NEW YORK–Today’s unanimous United States Supreme Court decision outlawing any medical marijuana exception under federal law is disappointing, but it is important to note that nothing in this decision affects the validity of the medical marijuana laws passed in California and eight other states.

Under those laws, state and local officials are still barred from prosecuting users of medical marijuana; traditionally, they, not the federal government, have been the only authorities to engage in this kind of law enforcement.

The Justices’ ruling today hinges on a finding by Congress that marijuana has no medical use. Congress ignored the overwhelming evidence on medical use of marijuana; would the Court have deferred to a Congressional finding that the world is flat?

The fact is, every group of voters and every state legislature to consider the scientific and ethical arguments in favor of medical marijuana has ended up endorsing the idea. As today’s opinion demonstrates, Congress is sadly lagging behind states and voters in recognizing the appropriateness of medical marijuana, both as a public health solution and as a humanitarian matter.

On the bright side, the Justices agreed with the ACLU argument that federal judges do have the discretion to allow medical marijuana distribution to continue in the face of the government’s seeking an order to shut the clubs down. A court can instead require the government to take its case before a jury. It is particularly troubling that the federal case circumvented facing a jury in a state whose voters have overwhelmingly approved the use of medical marijuana.

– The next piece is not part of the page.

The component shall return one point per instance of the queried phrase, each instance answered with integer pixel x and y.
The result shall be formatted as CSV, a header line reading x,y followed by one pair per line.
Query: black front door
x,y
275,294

Today’s case arose in response to California voters’ approval of Proposition 215, a law which allows seriously ill patients to grow and use marijuana for pain relief, with a doctor’s recommendation, without state penalties. The federal government has been fighting the law ever since its passage in November 1996.

Initiatives similar to California’s have been passed in Alaska, Arizona, Colorado, Hawaii, Maine, Nevada, Oregon and Washington state.

Note: Boyd is the lead attorney in another Prop. 215 case, Conant v. McCaffrey, in which the ACLU is seeking to permanently block the federal government from censoring or criminally prosecuting California doctors who recommend medical marijuana to their patients. A favorable ruling was issued by a U.S. District Court in California last September; the government has appealed the ruling to the Ninth Circuit.